Solen, l’appli qui diagnostique le niveau de luminosité d’un bien immobilier

Solen, l’appli qui diagnostique le niveau de luminosité d’un bien immobilier

Difficile par temps couvert ou en mauvaise saison de mesurer le potentiel d’ensoleillement d’un bien à acquérir. Solen, jeune pousse du numérique, a trouvé la parade et propose son service innovant aux professionnels de l’immobilier.

Connaître le niveau de luminosité d’un bien à acquérir, c’est ni plus ni moins ce que propose la startup Solen (soleil en suédois). Créée en 2016, l’entreprise a développé une application mobile qui calcule avec objectivité et précision le niveau d’ensoleillement et de luminosité d’un appartement, d’une maison ou d’un espace extérieur, mois par mois, saison après saison, et compare avec la moyenne dans la ville.

Loin de la mesure-gadget, le résultat est un indicateur précieux pour tout acheteur partagé entre plusieurs offres. Et pour cause, la luminosité des pièces de vie serait le troisième critère de choix d’un bien, derrière le prix et l’emplacement. C’est bien connu, les propriétés baignées de soleil sont les plus prisées, tant pour le bien-être procuré que pour les économies d’énergie générées. Or, il est souvent difficile de se projeter dans un futur logement avec une luminosité constatée sur de seules photos d’agences ou lors des visites. Un appartement visité en été sera-t-il déprimant en hiver ? À partir de quelle heure de la journée faudra-t-il passer à la lumière artificielle ? Solen apporte des éléments de réponse.

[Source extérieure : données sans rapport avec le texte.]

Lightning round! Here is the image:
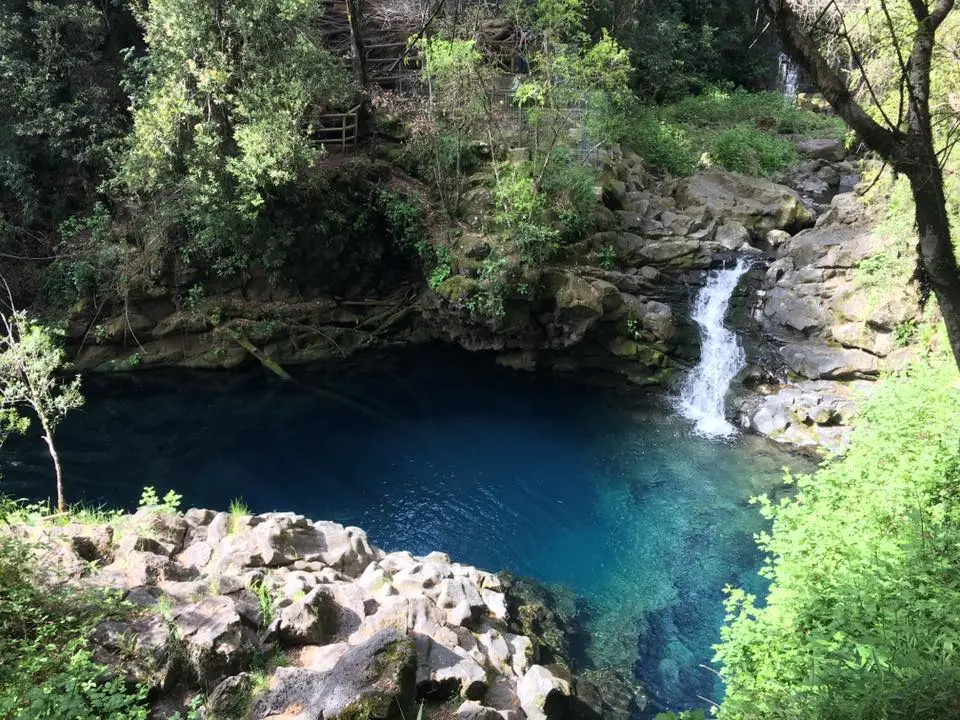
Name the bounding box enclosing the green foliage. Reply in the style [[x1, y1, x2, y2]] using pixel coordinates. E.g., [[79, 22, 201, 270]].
[[0, 516, 149, 720], [227, 498, 250, 535], [591, 0, 778, 103], [377, 190, 425, 250], [716, 357, 960, 720], [0, 1, 128, 242], [250, 580, 276, 628], [620, 110, 697, 176], [615, 88, 844, 176], [0, 310, 83, 512], [600, 245, 617, 270], [414, 37, 491, 218], [710, 125, 795, 176], [137, 485, 183, 514], [116, 0, 353, 276]]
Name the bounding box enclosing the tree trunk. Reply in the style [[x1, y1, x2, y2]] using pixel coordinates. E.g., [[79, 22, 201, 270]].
[[40, 417, 67, 513], [908, 161, 960, 366]]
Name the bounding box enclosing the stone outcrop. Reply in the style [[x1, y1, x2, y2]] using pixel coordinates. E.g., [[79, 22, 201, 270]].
[[20, 508, 626, 720], [737, 186, 920, 450]]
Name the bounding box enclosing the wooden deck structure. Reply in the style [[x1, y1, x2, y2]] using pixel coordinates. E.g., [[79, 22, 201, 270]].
[[313, 105, 360, 151]]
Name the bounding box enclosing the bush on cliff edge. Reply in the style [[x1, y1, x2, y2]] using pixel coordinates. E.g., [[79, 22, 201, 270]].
[[716, 358, 960, 720], [0, 504, 148, 720]]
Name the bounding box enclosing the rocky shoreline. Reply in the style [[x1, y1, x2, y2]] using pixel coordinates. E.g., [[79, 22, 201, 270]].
[[60, 140, 920, 449], [16, 506, 645, 720]]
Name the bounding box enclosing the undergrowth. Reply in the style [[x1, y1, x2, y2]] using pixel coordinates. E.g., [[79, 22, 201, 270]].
[[0, 504, 148, 720], [620, 88, 845, 176], [716, 353, 960, 720]]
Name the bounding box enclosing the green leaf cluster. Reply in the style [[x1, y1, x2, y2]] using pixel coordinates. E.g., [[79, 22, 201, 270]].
[[716, 357, 960, 720], [0, 520, 149, 720], [115, 0, 354, 276]]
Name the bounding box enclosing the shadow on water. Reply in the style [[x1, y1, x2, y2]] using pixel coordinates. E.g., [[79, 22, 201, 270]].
[[0, 349, 816, 709]]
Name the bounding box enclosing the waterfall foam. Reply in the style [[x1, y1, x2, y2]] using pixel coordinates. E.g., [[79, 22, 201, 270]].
[[777, 53, 800, 102], [677, 259, 750, 437]]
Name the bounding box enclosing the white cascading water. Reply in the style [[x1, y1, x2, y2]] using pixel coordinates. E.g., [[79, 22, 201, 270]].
[[777, 53, 800, 102], [678, 259, 750, 437]]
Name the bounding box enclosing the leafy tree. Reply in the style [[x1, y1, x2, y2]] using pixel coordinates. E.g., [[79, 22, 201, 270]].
[[0, 0, 130, 255], [0, 290, 83, 512], [763, 0, 960, 372], [115, 0, 354, 276], [716, 353, 960, 720], [415, 37, 499, 218]]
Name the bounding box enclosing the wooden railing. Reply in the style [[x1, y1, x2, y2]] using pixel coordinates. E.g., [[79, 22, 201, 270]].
[[313, 105, 360, 150], [364, 42, 419, 90]]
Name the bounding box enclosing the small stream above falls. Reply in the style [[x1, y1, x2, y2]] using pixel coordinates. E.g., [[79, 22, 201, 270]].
[[0, 349, 802, 711]]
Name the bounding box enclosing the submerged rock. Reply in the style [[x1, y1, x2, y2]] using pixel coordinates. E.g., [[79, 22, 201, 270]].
[[1, 506, 600, 720]]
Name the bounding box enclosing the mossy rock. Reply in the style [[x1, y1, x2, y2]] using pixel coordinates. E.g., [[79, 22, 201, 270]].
[[500, 572, 583, 670], [434, 275, 480, 303], [251, 630, 417, 720]]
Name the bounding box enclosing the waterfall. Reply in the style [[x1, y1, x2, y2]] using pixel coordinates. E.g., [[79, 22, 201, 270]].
[[678, 259, 750, 437], [777, 53, 799, 102]]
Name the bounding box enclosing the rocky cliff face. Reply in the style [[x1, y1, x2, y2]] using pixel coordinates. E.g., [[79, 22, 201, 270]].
[[13, 508, 643, 720], [62, 141, 918, 447]]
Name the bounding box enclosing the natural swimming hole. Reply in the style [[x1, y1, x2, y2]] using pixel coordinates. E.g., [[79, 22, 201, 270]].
[[0, 350, 801, 710]]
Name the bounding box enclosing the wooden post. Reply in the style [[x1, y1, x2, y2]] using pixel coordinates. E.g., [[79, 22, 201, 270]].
[[345, 0, 367, 90]]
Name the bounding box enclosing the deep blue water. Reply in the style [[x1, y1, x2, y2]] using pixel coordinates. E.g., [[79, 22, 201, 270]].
[[0, 351, 799, 709]]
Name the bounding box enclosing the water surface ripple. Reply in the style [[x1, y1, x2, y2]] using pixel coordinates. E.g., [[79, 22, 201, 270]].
[[0, 351, 808, 709]]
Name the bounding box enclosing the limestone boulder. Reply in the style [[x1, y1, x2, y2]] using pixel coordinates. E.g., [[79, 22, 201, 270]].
[[274, 586, 339, 645], [763, 287, 831, 334], [413, 633, 488, 700], [780, 345, 879, 380], [131, 508, 188, 556], [250, 630, 417, 720], [517, 665, 571, 720], [56, 523, 113, 562], [204, 672, 253, 718], [713, 220, 750, 250], [867, 289, 920, 332], [102, 550, 196, 588], [637, 237, 700, 266], [673, 167, 814, 237], [90, 613, 174, 688], [172, 596, 255, 686], [457, 700, 503, 720], [551, 272, 603, 345]]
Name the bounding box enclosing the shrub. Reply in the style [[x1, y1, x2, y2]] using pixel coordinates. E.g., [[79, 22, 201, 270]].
[[623, 112, 697, 176], [710, 125, 794, 175], [716, 357, 960, 720], [0, 510, 148, 720]]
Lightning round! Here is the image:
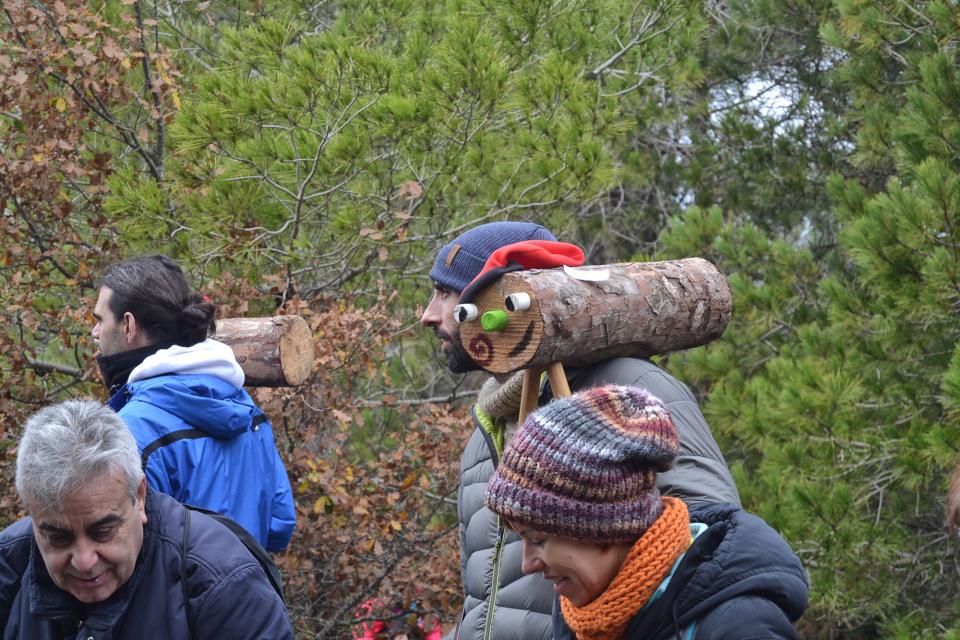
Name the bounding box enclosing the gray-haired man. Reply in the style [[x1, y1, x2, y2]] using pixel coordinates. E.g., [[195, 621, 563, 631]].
[[0, 400, 293, 640]]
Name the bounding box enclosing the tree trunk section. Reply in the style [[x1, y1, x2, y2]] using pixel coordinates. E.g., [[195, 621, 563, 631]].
[[214, 316, 313, 387], [460, 258, 732, 373]]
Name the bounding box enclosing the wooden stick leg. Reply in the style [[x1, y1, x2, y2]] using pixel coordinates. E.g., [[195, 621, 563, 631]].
[[517, 369, 543, 424], [547, 362, 570, 398]]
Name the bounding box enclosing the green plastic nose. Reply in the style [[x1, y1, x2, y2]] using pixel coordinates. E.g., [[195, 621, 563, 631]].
[[480, 309, 507, 331]]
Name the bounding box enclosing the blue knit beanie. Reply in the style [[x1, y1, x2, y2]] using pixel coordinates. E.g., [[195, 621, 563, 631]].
[[430, 222, 557, 293]]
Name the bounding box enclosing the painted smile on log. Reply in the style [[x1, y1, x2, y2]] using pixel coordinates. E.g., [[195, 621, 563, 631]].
[[456, 274, 543, 373]]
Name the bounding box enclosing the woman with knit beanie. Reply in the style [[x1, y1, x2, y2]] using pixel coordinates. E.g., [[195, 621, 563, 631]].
[[485, 386, 807, 640]]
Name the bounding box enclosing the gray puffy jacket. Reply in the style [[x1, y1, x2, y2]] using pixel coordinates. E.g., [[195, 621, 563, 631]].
[[456, 358, 740, 640]]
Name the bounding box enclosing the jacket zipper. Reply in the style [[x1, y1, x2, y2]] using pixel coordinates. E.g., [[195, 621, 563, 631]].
[[483, 517, 504, 640], [471, 406, 504, 640]]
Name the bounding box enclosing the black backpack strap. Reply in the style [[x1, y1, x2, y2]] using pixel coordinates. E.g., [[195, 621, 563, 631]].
[[140, 429, 207, 469], [180, 509, 193, 636], [140, 412, 267, 469]]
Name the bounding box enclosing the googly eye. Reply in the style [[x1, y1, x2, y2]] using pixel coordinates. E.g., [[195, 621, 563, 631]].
[[453, 304, 480, 322], [503, 292, 530, 311]]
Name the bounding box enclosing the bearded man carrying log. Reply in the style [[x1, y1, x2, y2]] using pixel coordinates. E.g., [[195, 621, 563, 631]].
[[420, 222, 740, 640], [93, 255, 296, 551]]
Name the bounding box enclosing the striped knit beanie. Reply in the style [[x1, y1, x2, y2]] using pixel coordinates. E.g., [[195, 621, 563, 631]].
[[484, 386, 677, 542], [430, 222, 556, 293]]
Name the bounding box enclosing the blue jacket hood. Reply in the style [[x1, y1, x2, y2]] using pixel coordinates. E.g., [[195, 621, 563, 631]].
[[121, 374, 255, 439]]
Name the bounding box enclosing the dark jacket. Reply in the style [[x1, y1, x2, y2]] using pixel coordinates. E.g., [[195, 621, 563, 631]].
[[553, 505, 808, 640], [0, 489, 293, 640], [457, 358, 740, 640], [110, 340, 296, 551]]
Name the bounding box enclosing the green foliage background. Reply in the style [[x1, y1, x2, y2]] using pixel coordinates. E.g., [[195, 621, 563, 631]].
[[0, 0, 960, 638]]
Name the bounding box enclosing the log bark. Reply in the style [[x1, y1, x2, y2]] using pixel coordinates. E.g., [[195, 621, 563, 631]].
[[460, 258, 732, 373], [214, 316, 314, 387]]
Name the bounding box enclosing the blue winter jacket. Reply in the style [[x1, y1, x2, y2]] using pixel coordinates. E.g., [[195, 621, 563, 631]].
[[553, 504, 808, 640], [0, 489, 293, 640], [110, 340, 296, 551]]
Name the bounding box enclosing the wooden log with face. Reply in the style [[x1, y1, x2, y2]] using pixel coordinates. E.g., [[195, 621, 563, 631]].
[[214, 316, 314, 387], [457, 258, 732, 422]]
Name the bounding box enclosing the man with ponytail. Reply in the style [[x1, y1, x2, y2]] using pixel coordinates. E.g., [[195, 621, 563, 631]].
[[93, 255, 295, 551]]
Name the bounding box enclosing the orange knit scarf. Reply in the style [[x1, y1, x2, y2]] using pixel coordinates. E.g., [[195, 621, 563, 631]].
[[560, 498, 690, 640]]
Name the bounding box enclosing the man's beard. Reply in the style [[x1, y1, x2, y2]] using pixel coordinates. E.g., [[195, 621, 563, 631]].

https://www.youtube.com/watch?v=AXcCku_mIZ8&feature=youtu.be

Un outil pour les experts immobiliers

Pour établir son diagnostic luminosité et ensoleillement, l’appli s’appuie sur les photos qui lui sont envoyées et les analyse en faisant tourner son algorithme. Bourrée d’intelligence, l’appli s’appuie sur trois briques technologiques : le traitement de l’image, l’astrophysique (elle détermine la trajectoire du soleil à partir de la position GPS) et l’optique. Grâce aux renseignements fournis en amont par le demandeur, Solen intègre dans ses calculs l’orientation du bien et le vis-à-vis, la localisation et la surface de la pièce, ou encore la taille des fenêtres. Le certificat retourné précise, pièce par pièce, le nombre d’heures de luminosité naturelle par jour, durant lesquelles il est possible de lire sans éclairage artificiel, et le nombre d’heures d’ensoleillement direct, avec les rayons du soleil entrant dans la pièce.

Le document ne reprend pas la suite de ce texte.